Not sure about the gravel. I had pieces of slate for my beardie to keep her toe nails down. I'll eventually add a rock or two for him to climb on as it seems he LOVES to climb up stuff. His 3 passions are digging tunnels in the aspen and popping his head up in random places, climbing his half log or giant driftwood, and windshield washing the doors or wedging himself between the door and litter dam sides and inchworm his way up to the top of the cage lol. He definitely has a lot of personality. It's really funny when you walk by and startle him when hes got his head buried in the aspen and digging. He pops out, huffs up and stares at me. Then he must realize its me or something as he calms down and goes back to digging.

----------

_KevinK_ (01-18-2019)

----------


## Sauzo

> Great photos and impressive claws on that foot!  In regards to the claws, are they continuously growing that they would need to be filed or clipped?
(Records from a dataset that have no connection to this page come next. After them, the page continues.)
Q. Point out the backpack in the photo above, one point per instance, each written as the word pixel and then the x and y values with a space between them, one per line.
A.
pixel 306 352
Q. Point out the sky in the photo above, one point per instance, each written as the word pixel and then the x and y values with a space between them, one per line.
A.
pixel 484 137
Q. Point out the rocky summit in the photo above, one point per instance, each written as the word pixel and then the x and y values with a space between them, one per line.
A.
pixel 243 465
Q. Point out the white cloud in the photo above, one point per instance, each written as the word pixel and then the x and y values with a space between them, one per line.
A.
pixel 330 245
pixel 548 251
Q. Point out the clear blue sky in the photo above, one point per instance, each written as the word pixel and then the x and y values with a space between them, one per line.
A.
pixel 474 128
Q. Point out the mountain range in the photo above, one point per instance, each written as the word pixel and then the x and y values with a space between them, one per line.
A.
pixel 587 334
I used to clip my beardies toe nail ends just to remove the sharp end but I'm not doing that with Dozer, no matter how calm he is lol. Worst case, my vet says she will see my gila and beaded when i get him so I'll have her clip the nails if needed but I'm going to just try with a few rocks so he can climb on them.




> I sure hope he doesn't need pedicures?  Seems really personable too...you should be ashamed of yourself, Sauzo!    Making us all want one!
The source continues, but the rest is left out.